Pour donner une idée exacte des nouveaux navires à hélice, et pour présenter, en même temps, des types intéressants de notre marine militaire actuelle, nous représentons (fig. 118) un des plus beaux vaisseaux de notre flotte cuirassée, le Solférino, lancé en 1863.

L’impression que produisit l’arrivée sur une rade, d’un vaisseau cuirassé, fut toute particulière. Lorsque le Magenta ou le Solférino apparurent aux yeux des marins, ils excitèrent une stupéfaction railleuse. Dans ces constructions insolites, tout différait d’aspect avec nos anciens vaisseaux, monuments grandioses, élégants, d’une hardiesse de lignes éminemment agréable à l’œil, ce qui a toujours fait dire qu’un vaisseau de haut bord est le chef-d’œuvre du génie humain.

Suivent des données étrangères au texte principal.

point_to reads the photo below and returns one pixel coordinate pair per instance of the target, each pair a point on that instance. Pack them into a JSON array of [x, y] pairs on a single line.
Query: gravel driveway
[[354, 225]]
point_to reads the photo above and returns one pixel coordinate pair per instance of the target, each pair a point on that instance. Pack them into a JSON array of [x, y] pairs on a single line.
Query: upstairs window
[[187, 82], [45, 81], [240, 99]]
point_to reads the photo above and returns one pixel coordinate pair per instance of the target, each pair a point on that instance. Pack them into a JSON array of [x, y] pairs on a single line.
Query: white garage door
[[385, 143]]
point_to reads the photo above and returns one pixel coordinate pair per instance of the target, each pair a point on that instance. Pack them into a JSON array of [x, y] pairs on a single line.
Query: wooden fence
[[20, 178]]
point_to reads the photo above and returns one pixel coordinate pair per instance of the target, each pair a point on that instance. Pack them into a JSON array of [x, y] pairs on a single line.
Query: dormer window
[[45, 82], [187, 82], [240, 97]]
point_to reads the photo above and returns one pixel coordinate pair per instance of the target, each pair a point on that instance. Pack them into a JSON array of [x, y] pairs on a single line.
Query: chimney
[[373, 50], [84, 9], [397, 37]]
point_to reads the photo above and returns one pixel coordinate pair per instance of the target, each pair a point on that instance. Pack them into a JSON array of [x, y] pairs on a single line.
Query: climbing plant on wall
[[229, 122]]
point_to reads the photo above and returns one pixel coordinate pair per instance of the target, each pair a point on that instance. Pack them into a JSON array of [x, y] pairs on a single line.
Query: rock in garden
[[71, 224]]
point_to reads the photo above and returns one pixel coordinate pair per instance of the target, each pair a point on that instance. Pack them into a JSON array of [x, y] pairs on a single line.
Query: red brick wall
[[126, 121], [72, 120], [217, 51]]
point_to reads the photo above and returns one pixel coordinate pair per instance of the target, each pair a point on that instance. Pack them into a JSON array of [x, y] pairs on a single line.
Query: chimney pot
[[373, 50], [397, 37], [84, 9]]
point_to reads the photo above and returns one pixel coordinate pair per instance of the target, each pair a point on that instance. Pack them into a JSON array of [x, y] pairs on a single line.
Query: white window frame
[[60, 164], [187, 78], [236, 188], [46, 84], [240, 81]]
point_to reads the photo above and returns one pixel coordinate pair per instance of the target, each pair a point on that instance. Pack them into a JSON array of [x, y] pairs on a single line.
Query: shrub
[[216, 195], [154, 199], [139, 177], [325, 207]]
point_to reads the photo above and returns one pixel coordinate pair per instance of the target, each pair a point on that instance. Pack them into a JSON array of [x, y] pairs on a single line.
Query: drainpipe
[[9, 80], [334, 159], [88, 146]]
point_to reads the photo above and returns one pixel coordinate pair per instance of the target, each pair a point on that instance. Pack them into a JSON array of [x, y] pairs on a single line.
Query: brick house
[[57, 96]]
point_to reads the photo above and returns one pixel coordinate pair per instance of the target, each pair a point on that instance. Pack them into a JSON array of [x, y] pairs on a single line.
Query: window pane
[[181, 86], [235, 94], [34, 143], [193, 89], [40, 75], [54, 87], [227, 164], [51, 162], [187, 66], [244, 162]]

Un vaisseau cuirassé, comme le Magenta ou le Solférino, présente, en effet, au premier aperçu, un aspect vraiment baroque. Son avant, incliné vers la flottaison, à l’encontre des constructions ordinaires ; son arrière, qui rappelle celui d’une lourde galiote hollandaise ; sa mâture écourtée, tout cela ne ressemble en rien aux constructions habituelles de la marine militaire.

Cependant, en approchant plus près, l’œil exercé d’un marin découvre dans ces façons excentriques, une raison d’être au niveau des exigences de la guerre actuelle. Marche, aménagements, artillerie, tout répond victorieusement, dans nos vaisseaux cuirassés, au but que l’on s’est proposé.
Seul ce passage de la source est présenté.